Loek Essers | Jan. 28, 2014
But whether it is going to do anything for Samsung's disputes with Apple remains to be seen.

Because those new areas will probably spur plenty of new innovations, any company that tries to enter those markets could very easily be in trouble without cross-licensing agreements, he said.

Samsung also entered into a cross-licensing agreement with Ericsson, the companies announced Monday. The deal covers patents relating to GSM, UMTS and LTE standards for both networks and handsets, ending all ongoing patent-related legal disputes between the companies.

Both the Google and the Ericsson deals can be seen as a peaceful way for Samsung to prepare to enter new markets, Saadi said. Eventually these kinds of deals are also going to benefit consumers, because companies are going to invest more in innovation instead of busying themselves with litigation, he added.

However, the analysts were not convinced the cross-licensing deals with Google and Ericsson were a sign that Samsung is on the verge of settling its patent disputes with Apple. Samsung has been locked in numerous lawsuits over mobile patents with Apple for years and in one of the U.S. lawsuits it was ordered to pay about US$930 million in damages to Apple.

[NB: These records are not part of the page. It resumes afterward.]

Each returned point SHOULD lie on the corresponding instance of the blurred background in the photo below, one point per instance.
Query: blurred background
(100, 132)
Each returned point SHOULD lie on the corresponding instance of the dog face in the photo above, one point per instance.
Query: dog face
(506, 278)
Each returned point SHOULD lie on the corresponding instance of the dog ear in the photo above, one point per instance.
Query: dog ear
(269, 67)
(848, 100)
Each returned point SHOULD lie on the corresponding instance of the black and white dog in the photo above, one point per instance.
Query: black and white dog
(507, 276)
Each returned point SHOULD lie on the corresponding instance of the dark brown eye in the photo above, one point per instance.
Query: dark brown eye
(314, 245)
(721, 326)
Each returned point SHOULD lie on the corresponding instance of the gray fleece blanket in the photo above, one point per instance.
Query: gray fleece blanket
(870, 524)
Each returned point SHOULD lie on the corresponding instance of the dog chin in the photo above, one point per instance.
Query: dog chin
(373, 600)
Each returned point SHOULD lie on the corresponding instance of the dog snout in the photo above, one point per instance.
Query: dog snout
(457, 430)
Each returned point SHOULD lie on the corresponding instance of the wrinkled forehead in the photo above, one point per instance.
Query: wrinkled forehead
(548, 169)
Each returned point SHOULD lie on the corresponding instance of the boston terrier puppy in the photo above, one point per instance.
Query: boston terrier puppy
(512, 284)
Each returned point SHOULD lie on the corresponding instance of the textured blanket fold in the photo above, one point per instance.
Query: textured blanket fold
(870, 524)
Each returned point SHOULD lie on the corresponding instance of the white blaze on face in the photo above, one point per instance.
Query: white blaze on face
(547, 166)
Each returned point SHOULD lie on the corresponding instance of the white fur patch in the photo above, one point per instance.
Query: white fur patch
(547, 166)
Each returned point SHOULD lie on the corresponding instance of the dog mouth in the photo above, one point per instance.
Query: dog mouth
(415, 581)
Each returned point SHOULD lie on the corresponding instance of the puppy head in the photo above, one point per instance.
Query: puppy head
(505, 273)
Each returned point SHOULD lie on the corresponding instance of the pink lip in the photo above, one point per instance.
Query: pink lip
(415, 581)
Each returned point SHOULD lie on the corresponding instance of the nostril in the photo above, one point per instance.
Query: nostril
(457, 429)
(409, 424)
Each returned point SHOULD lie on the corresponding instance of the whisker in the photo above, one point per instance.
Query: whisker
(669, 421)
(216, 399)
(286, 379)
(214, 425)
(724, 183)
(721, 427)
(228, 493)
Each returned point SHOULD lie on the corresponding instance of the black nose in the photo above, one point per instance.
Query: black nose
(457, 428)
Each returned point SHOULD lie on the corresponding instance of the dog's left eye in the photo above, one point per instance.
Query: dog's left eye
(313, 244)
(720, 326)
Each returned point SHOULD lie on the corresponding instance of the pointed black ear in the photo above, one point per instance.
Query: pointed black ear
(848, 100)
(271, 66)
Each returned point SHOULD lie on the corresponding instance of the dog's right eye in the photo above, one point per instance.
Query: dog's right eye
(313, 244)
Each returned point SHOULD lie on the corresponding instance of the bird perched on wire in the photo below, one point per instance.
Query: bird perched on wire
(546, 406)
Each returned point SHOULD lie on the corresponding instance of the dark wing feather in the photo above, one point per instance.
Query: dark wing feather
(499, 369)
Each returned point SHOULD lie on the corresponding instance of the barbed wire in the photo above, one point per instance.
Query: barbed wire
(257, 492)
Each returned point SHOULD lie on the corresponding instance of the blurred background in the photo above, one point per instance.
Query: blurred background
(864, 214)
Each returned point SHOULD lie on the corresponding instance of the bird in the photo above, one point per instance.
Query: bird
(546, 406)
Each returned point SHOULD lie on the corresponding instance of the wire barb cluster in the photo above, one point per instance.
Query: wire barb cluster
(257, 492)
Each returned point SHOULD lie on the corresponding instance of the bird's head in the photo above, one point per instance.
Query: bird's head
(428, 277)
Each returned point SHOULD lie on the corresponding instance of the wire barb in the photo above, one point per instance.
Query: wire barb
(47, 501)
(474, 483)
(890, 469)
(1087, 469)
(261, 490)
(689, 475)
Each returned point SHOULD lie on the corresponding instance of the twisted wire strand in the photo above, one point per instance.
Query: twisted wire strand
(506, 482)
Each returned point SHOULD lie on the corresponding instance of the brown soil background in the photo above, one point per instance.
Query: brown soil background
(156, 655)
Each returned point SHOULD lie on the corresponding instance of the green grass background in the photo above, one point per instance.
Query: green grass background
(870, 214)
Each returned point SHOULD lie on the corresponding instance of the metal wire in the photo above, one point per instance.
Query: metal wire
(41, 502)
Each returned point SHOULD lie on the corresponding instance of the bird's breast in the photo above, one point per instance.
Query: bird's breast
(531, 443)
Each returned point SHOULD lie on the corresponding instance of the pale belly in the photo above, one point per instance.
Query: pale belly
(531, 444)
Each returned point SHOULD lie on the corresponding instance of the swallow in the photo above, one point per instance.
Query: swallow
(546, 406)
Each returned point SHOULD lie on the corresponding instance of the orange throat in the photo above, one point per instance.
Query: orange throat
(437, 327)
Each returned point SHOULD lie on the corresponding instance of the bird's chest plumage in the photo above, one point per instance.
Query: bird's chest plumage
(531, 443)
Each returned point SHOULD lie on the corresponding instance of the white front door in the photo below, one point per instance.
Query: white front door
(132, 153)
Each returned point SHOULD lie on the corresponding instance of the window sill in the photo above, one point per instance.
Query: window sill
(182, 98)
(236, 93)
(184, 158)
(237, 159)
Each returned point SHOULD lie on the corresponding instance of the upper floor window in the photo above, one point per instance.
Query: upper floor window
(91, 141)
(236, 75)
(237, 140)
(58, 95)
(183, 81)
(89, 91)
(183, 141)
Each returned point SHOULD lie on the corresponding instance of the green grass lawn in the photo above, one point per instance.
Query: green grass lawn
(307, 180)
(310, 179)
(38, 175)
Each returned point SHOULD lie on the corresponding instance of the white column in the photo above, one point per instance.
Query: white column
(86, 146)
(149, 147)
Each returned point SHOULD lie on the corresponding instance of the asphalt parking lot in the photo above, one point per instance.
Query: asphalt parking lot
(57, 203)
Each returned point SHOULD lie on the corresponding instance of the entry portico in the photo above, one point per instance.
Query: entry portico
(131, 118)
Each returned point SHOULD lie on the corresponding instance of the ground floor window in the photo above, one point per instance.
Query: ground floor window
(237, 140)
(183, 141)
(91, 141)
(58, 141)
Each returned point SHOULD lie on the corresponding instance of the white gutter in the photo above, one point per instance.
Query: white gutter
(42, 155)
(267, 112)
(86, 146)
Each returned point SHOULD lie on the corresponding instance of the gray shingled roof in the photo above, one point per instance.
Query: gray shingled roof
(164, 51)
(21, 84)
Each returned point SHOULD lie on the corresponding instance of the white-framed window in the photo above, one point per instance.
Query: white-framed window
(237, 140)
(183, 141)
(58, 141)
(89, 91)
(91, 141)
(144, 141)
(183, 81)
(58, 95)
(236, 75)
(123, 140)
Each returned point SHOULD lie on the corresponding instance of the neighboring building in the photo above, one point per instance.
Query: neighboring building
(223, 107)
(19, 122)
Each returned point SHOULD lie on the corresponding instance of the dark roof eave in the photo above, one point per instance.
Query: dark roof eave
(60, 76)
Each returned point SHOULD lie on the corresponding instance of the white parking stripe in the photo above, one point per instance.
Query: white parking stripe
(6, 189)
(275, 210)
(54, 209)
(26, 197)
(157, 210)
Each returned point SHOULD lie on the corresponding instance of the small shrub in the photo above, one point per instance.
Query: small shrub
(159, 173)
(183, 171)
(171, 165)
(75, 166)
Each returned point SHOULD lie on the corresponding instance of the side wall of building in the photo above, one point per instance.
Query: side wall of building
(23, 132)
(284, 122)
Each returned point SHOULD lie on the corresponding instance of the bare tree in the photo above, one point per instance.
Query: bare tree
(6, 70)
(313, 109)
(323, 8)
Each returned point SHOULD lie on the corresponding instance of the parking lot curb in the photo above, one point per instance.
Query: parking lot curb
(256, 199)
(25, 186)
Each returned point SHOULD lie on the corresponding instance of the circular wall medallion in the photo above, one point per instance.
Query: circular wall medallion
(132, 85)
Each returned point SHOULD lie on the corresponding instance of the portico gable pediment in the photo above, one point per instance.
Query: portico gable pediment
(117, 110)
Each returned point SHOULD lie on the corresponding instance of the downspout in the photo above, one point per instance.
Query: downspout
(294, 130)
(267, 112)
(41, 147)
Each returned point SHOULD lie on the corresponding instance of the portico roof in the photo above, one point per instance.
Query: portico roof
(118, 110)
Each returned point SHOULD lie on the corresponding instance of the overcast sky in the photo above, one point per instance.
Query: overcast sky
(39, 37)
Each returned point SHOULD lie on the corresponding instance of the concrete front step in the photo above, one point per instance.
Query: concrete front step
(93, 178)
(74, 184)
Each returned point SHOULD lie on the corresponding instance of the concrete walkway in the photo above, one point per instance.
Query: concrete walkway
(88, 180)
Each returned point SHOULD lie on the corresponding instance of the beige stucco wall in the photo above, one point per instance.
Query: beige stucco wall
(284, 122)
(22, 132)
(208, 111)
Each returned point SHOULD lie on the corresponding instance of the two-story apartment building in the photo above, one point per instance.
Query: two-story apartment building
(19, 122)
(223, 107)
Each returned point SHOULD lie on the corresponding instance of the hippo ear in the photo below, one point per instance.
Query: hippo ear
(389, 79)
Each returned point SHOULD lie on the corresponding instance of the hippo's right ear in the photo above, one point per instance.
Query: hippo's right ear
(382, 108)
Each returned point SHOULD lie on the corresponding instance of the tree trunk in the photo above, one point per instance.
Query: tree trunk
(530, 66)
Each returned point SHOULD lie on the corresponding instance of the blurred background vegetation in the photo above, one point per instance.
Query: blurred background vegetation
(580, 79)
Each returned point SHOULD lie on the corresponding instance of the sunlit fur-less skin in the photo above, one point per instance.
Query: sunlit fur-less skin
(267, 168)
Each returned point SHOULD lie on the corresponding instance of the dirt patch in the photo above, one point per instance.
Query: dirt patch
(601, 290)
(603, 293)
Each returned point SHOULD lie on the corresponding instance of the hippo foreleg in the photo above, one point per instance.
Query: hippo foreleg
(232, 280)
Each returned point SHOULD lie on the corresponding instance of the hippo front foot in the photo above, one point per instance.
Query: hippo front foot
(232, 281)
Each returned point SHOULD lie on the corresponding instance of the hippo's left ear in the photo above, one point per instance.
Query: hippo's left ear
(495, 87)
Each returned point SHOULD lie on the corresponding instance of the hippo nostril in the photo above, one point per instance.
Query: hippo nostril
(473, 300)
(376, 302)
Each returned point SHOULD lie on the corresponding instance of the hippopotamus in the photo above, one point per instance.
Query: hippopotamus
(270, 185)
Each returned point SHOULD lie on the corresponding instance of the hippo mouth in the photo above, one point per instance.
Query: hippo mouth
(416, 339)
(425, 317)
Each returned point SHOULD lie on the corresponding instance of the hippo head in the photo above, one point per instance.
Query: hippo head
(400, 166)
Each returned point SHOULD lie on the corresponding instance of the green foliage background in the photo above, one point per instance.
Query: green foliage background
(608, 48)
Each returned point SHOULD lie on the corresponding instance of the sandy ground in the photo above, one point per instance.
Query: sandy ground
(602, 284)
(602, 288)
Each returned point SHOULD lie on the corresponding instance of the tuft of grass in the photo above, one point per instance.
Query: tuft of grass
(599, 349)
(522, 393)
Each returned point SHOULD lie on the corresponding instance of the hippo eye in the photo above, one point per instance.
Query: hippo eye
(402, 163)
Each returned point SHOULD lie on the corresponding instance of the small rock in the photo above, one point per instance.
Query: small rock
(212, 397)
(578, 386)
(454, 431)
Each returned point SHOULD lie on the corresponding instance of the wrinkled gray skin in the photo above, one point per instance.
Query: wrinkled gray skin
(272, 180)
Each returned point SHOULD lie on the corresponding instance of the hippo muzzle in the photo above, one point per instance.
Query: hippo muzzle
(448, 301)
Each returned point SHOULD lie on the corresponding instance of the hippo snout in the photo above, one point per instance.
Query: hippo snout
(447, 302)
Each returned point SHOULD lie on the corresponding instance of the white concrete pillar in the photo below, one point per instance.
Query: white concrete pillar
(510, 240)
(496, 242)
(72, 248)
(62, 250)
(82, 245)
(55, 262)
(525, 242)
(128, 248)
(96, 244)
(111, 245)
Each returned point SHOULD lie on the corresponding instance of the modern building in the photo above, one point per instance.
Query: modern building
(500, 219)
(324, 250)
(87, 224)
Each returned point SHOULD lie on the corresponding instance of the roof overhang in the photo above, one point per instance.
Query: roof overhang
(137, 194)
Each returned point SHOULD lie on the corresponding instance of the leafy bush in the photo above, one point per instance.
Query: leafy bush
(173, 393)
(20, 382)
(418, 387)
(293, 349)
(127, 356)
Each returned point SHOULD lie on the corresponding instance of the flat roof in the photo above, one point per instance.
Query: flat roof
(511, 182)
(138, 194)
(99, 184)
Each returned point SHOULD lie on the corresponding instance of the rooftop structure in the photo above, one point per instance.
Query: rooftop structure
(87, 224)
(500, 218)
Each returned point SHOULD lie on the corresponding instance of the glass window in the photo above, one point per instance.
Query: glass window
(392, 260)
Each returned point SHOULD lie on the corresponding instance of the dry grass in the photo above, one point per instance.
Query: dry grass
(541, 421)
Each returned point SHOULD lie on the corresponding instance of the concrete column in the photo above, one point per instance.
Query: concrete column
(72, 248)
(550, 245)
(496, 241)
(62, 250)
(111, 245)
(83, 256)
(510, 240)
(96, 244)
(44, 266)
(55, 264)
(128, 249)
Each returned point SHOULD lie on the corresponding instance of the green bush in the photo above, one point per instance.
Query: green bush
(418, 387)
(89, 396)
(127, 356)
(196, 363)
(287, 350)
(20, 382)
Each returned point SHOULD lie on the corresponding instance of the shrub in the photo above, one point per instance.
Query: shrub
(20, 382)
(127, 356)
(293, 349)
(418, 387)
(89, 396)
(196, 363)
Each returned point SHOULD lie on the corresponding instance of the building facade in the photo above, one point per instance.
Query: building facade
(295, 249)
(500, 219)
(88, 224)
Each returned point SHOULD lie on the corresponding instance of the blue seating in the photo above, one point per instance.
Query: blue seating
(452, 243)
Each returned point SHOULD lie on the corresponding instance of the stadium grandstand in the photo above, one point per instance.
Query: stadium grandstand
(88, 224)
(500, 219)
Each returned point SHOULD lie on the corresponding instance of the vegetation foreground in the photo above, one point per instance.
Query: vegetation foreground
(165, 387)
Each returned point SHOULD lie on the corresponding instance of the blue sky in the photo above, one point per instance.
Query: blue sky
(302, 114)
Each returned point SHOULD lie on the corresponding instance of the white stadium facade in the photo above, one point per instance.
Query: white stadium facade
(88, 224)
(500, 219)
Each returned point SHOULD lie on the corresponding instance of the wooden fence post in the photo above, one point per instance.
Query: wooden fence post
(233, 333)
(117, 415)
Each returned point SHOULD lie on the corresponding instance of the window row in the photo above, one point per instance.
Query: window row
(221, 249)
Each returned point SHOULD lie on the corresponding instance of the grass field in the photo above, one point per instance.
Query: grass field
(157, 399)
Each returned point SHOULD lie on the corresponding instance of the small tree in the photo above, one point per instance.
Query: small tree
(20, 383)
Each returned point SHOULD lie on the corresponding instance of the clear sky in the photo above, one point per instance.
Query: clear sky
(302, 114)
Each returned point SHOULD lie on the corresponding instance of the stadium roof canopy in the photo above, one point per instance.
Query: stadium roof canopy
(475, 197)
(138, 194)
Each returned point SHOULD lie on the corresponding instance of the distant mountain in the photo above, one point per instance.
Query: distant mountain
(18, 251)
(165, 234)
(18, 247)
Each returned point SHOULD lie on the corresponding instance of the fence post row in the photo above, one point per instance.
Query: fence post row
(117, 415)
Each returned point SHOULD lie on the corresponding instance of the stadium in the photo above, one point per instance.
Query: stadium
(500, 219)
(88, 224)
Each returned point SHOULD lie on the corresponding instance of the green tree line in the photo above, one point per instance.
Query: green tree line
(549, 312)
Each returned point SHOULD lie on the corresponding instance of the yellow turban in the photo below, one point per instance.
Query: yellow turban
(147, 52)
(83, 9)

Apple shipped 33.8 million smartphones in the third quarter of 2013 and had a 13.5 percent market share, according to Canalys figures.

Apple has been trying to defend its intellectual property as much as possible, and is likely to keep doing that instead of striking a license deal, said Coulling. "I don't think Apple will stand down overnight, because it feels it has been unfairly treated by Samsung," he said.

Apple is also looking to protect innovations to be able to keep charging a premium for its products, he said. "And for Apple to protect their margins they need to ensure that their intellectual property stays within their company," he added.

However, the deals Samsung struck show that it is a company that can come to a reasonable settlement, Wood said. It might be totally coincidental though that the announcements of the Google and Ericsson deals followed each other closely, but it is not going to hurt Samsung to show that it has intellectual property that is worth cross-licensing and that it is prepared to sit around the table to hash out a deal, he said.